2018.8.3

Souvenir2

昭和三十年代、黄金のトライアングル、東京の模型店巡り

私の父親も模型店を始める前は機械工具店を経営していましたが私が生まれたばかりの頃はまだサラリーマンで八丁堀の鉄等の金属資材を扱う会社の営業担当でした。東京駅丸の内に有った製紙会社にも営業で訪れていましたが、その会社の資材担当の方Tさんの息子さんへと贈った鉄道模型のセットに息子さんではなくその父親ご本人が魅了されることになってしまいました。その後その方がお亡くなりになるまでの永い年月、父親の大切な友人としてのみならず、私達家族全員が親しくお付き合いさせて頂く事になりました。さて、お話は1950年代後半にもどります。営業でTさんのもとを訪ねるとTさん何時も、ちょっと外に出ようと父を誘います。先ず訪れるのは水道橋とお茶の水の間にあった、そう鉄道模型社です。当時は都電が縦横無尽に走り回っていた東京のど真ん中。以下父親の話です。鳥飼さんも若く店内には後で中西公房を興す中西さん、ひかり模型の比護さんが店員さんでおられ、東大の角帽に学ラン姿の水野さん(マイクロキャスト水野の水野さんです)がバイトで店内におられたそうです。又鳥飼さんのご母堂もいらっしゃったという話でした。皆、私の大先輩にあたる錚々たる方々です。そしてお次は神田須田町のカワイモデルさんです。カワイさんのTMSの広告で今でも懐かしいなあと思うのは都電の路線が集中していた地図のイラスト。当時の子供の行動範囲は以外と狭いものでしたが私が中一の時、初めてカワイさんに行った時のことは一生忘れられないものです。アンチモニー製の床下器具を買いに行ったのですがお店の前に行ってみると、店内はお客さんでいっぱい何てもんではありゃしません。店の中でそれは凄い押し競まんじゅうをやっているような状況で店内に入るのを一瞬ためらってしまう程でした。それでも意を決し中にとびこんでいったのを良く覚えています。私の父親の頃はどうだったのか今となっては知り得ませんが時は昭和30年代初頭のこと.カワイモデルの永遠のお姉さんである阿南さんが本当に本当に美しいお嬢様であられた時代です。思わず夢想してしまいますね。最後は天賞堂さんです。時は3丁目の夕日のもろ時代です。一般の庶民はまだまだ十分に貧しかった時代。銀座の柳にPCCカー5500形や旧塗装ウスバカゲロウ色の7000形初期車等の路面電車が行きかう通りは現在の巨大なブランドショップが立ち並び外国人観光客の間を縫って歩くような今とは全く異なる風情ある特別な街であったと思います。天賞堂さんは当然木造の二階建てのお店で後の御大、三浦さんが店員でおられて良くオマケしてもらった父親は自慢話をしていました。当時のお父さん達は大体みな生活するのもやっとの時代、日本型の完成品もほとんどなかったとおもいます。(まだ三線式O番があった時代)。当時の平均月収が一万円に届くかどうかという時代。鉄道模型社の\4000何がしかのC62をお父さん達は指をくわえて見てるよりありませんでした。模型店を廻ってささやかなパーツを購入しコツコツと模型を自作するより他に無い時代です。でも何だか心は豊だったのではないかと思ってしまいます。戦後十年程しかたっていません。厳しい戦争の時代を生き抜いてきた人々です。東京の模型店巡り、黄金のトライアングルでした。
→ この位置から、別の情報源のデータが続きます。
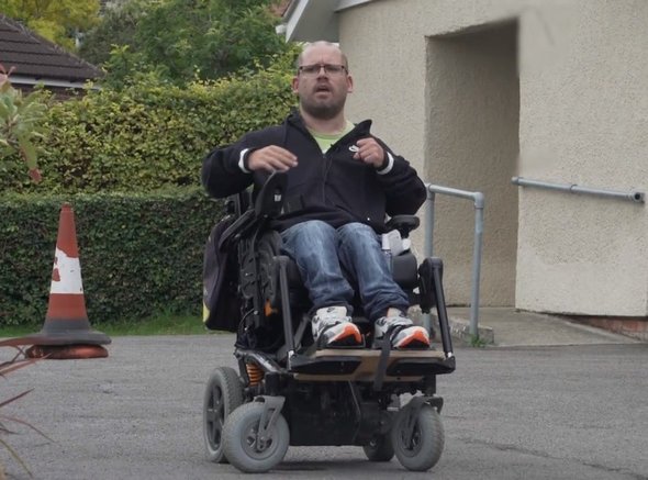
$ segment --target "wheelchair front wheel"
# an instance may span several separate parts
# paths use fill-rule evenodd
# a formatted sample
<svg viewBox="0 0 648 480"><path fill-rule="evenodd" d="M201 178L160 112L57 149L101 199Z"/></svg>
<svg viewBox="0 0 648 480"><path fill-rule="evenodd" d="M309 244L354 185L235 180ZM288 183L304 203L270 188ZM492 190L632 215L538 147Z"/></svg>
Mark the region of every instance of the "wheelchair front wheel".
<svg viewBox="0 0 648 480"><path fill-rule="evenodd" d="M241 471L266 472L283 460L288 451L290 431L280 413L264 437L259 435L265 409L262 402L246 403L225 422L225 455L230 464Z"/></svg>
<svg viewBox="0 0 648 480"><path fill-rule="evenodd" d="M411 418L410 409L399 412L391 431L396 458L413 471L427 471L436 465L444 449L444 427L434 406L424 404ZM409 427L413 422L413 427Z"/></svg>
<svg viewBox="0 0 648 480"><path fill-rule="evenodd" d="M227 462L223 448L223 425L242 403L243 388L238 373L230 367L215 368L206 383L202 409L202 432L210 461Z"/></svg>

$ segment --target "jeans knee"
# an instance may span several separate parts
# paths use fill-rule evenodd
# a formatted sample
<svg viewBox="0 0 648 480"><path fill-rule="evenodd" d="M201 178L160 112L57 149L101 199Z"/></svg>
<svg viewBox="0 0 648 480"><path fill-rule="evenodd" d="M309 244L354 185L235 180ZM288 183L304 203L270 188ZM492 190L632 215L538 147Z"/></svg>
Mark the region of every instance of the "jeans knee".
<svg viewBox="0 0 648 480"><path fill-rule="evenodd" d="M360 243L377 242L378 234L373 228L364 223L347 223L338 228L339 238L343 243Z"/></svg>

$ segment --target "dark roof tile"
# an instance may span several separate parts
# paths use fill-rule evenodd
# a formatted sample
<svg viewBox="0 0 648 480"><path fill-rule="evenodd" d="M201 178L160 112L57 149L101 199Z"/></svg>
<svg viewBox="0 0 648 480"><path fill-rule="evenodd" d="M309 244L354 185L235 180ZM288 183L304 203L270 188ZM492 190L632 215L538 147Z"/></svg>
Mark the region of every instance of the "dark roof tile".
<svg viewBox="0 0 648 480"><path fill-rule="evenodd" d="M96 66L66 52L0 13L0 64L14 76L47 80L82 82L101 77Z"/></svg>

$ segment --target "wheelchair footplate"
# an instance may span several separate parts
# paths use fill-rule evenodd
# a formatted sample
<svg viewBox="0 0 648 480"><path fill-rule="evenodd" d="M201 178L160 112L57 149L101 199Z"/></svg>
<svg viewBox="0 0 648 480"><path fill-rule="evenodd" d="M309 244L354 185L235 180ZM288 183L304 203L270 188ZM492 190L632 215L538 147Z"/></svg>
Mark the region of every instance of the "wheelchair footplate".
<svg viewBox="0 0 648 480"><path fill-rule="evenodd" d="M298 380L373 381L381 360L380 349L326 348L295 354L289 371ZM383 381L418 381L455 370L455 357L433 349L390 350Z"/></svg>

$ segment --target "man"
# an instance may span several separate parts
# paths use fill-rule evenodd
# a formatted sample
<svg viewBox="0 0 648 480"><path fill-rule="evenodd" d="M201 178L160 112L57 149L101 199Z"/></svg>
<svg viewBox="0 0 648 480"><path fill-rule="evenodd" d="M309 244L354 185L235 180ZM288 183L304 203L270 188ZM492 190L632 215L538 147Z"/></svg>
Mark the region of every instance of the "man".
<svg viewBox="0 0 648 480"><path fill-rule="evenodd" d="M336 45L306 45L292 79L299 112L214 149L204 159L202 181L223 198L253 183L259 188L272 171L287 172L284 211L275 226L309 291L319 346L362 342L350 319L350 279L375 324L375 339L389 335L393 348L427 347L427 331L405 316L407 295L392 279L378 235L386 214L418 210L425 186L404 158L370 134L371 121L346 119L353 88L347 58Z"/></svg>

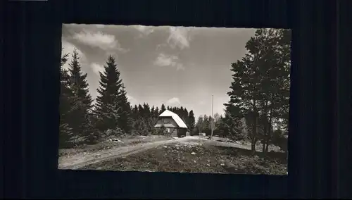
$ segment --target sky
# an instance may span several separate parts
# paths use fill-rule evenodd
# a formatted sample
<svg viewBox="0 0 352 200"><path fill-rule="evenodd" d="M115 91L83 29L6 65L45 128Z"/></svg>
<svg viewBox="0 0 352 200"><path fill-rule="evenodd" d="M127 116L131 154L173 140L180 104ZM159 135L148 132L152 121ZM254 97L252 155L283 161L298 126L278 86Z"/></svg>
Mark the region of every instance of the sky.
<svg viewBox="0 0 352 200"><path fill-rule="evenodd" d="M246 53L254 29L64 24L63 53L79 53L94 99L109 55L132 105L183 106L196 118L223 114L230 66ZM70 58L63 66L68 67Z"/></svg>

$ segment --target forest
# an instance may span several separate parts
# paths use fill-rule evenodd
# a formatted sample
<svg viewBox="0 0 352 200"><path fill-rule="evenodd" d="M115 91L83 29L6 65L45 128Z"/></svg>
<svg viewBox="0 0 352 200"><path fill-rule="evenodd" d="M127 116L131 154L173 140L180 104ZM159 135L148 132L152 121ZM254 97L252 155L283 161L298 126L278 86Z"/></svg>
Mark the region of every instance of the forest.
<svg viewBox="0 0 352 200"><path fill-rule="evenodd" d="M189 127L194 127L193 111L181 107L160 108L143 105L132 106L115 58L110 56L100 73L99 95L95 104L89 94L87 74L82 71L80 57L75 49L62 55L61 68L59 148L93 144L107 137L167 134L153 129L157 117L165 109L177 113ZM68 69L63 65L72 61Z"/></svg>
<svg viewBox="0 0 352 200"><path fill-rule="evenodd" d="M263 28L246 42L247 54L231 64L232 82L224 104L225 115L199 116L196 132L214 134L235 141L248 140L255 151L274 144L287 151L291 30Z"/></svg>
<svg viewBox="0 0 352 200"><path fill-rule="evenodd" d="M114 57L108 56L100 72L95 103L89 94L87 74L82 72L77 51L61 57L60 148L94 144L110 135L163 134L153 128L165 109L178 114L192 135L204 132L247 140L263 152L275 144L287 151L289 128L291 30L263 28L246 42L246 54L229 63L232 82L224 104L225 114L202 115L184 107L132 106ZM62 66L71 56L68 69ZM196 103L196 102L195 102ZM212 123L213 122L213 123ZM212 127L213 125L213 127Z"/></svg>

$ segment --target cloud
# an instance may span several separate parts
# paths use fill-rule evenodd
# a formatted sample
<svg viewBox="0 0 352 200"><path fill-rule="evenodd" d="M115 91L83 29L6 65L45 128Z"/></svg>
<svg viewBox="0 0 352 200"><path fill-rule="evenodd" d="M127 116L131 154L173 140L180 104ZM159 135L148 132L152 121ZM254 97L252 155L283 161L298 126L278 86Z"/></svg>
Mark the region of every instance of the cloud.
<svg viewBox="0 0 352 200"><path fill-rule="evenodd" d="M176 70L184 70L184 67L180 63L179 63L179 58L176 56L166 55L165 54L161 53L156 61L154 64L161 66L166 67L171 66L175 67Z"/></svg>
<svg viewBox="0 0 352 200"><path fill-rule="evenodd" d="M113 35L105 34L101 31L91 32L87 30L75 33L73 38L86 45L100 48L106 51L118 50L125 53L129 50L121 47L118 39Z"/></svg>
<svg viewBox="0 0 352 200"><path fill-rule="evenodd" d="M134 97L133 97L130 95L128 95L128 94L127 95L127 97L128 101L130 101L130 103L131 104L131 106L138 104L138 101Z"/></svg>
<svg viewBox="0 0 352 200"><path fill-rule="evenodd" d="M170 27L170 35L168 38L168 44L172 49L175 47L179 47L181 49L189 48L189 41L191 41L191 37L189 34L190 30L190 27Z"/></svg>
<svg viewBox="0 0 352 200"><path fill-rule="evenodd" d="M96 63L92 63L90 64L90 68L93 70L94 73L96 75L99 75L99 72L103 72L104 70L104 66L102 65L99 65Z"/></svg>
<svg viewBox="0 0 352 200"><path fill-rule="evenodd" d="M104 28L105 25L95 25L97 28Z"/></svg>
<svg viewBox="0 0 352 200"><path fill-rule="evenodd" d="M62 51L62 55L63 54L69 54L69 56L68 56L68 59L67 61L67 62L65 63L65 65L63 65L63 68L65 68L65 69L68 69L68 67L69 67L69 63L71 63L72 61L72 55L71 54L73 52L73 50L75 49L77 52L78 53L78 56L80 57L80 63L81 64L81 65L84 65L84 64L87 64L87 57L86 56L84 55L84 54L83 54L83 52L82 52L82 51L77 48L76 46L75 46L72 43L70 43L68 42L67 42L65 38L62 38L62 48L63 48L63 51ZM83 70L83 69L82 69Z"/></svg>
<svg viewBox="0 0 352 200"><path fill-rule="evenodd" d="M174 105L180 105L181 104L181 102L180 101L180 99L178 99L177 97L172 97L171 99L170 99L169 100L168 100L168 101L166 102L168 105L170 106L174 106Z"/></svg>
<svg viewBox="0 0 352 200"><path fill-rule="evenodd" d="M139 37L147 36L154 32L154 27L144 25L132 25L132 27L137 30L141 35Z"/></svg>

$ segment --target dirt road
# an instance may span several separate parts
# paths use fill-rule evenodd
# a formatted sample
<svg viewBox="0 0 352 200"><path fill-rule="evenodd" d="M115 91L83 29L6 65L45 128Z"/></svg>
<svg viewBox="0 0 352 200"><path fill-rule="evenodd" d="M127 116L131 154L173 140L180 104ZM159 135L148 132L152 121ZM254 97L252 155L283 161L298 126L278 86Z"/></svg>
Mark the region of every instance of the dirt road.
<svg viewBox="0 0 352 200"><path fill-rule="evenodd" d="M78 169L87 165L99 163L106 159L125 157L151 149L160 145L165 145L167 144L177 142L187 141L189 139L194 139L194 138L191 136L187 136L182 138L177 138L171 140L157 141L144 144L139 144L133 146L118 147L115 149L111 149L99 152L86 154L84 156L74 155L70 157L59 158L58 168L73 170Z"/></svg>

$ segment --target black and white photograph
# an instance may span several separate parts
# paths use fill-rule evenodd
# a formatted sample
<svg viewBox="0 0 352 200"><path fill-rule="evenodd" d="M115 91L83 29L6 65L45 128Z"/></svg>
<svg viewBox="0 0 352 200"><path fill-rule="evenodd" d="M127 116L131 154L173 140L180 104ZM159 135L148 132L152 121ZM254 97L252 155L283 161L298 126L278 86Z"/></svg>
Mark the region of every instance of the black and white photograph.
<svg viewBox="0 0 352 200"><path fill-rule="evenodd" d="M291 35L63 24L58 168L287 175Z"/></svg>

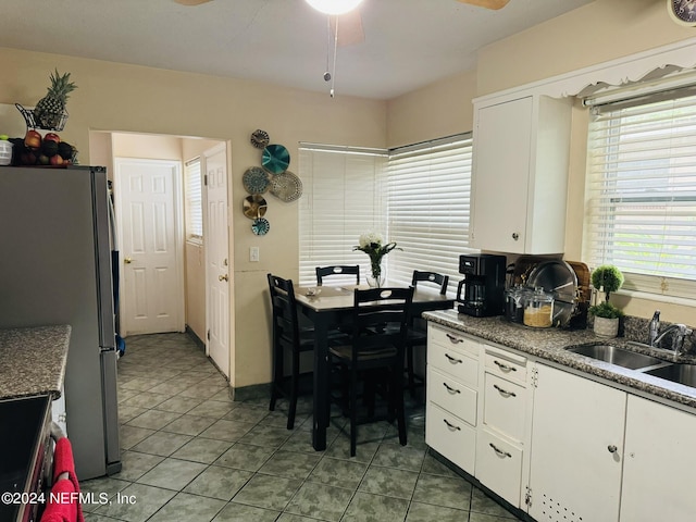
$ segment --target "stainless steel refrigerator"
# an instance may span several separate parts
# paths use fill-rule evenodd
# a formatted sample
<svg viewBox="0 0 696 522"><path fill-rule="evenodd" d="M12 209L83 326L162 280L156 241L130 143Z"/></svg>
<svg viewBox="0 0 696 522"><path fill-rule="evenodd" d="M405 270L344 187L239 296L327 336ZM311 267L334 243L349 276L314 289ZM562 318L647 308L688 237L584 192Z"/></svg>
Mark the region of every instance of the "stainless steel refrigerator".
<svg viewBox="0 0 696 522"><path fill-rule="evenodd" d="M110 204L103 167L0 166L0 327L72 326L65 411L80 481L121 470Z"/></svg>

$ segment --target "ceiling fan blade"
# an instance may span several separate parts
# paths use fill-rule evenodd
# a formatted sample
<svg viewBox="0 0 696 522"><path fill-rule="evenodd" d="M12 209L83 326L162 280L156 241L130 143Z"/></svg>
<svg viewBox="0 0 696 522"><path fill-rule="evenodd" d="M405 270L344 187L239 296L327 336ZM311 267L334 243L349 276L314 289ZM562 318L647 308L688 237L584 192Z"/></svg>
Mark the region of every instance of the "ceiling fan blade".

その時代に私の父親が作っていた模型。ムサシノモデルの原点がここにあります。

EF53車歴約60年。台車メインフレームとパンタは模型社のパーツを使用。

先台車とパンタ以外はフルスクラッチのEF58。これも車歴60年。当時の最新鋭EF58がまだ模型社で製品化する以前のモデル。

動力装置には苦労した後が見受けられます。トルクの無いやたら電流を食う巨大な棒型モーターを使用。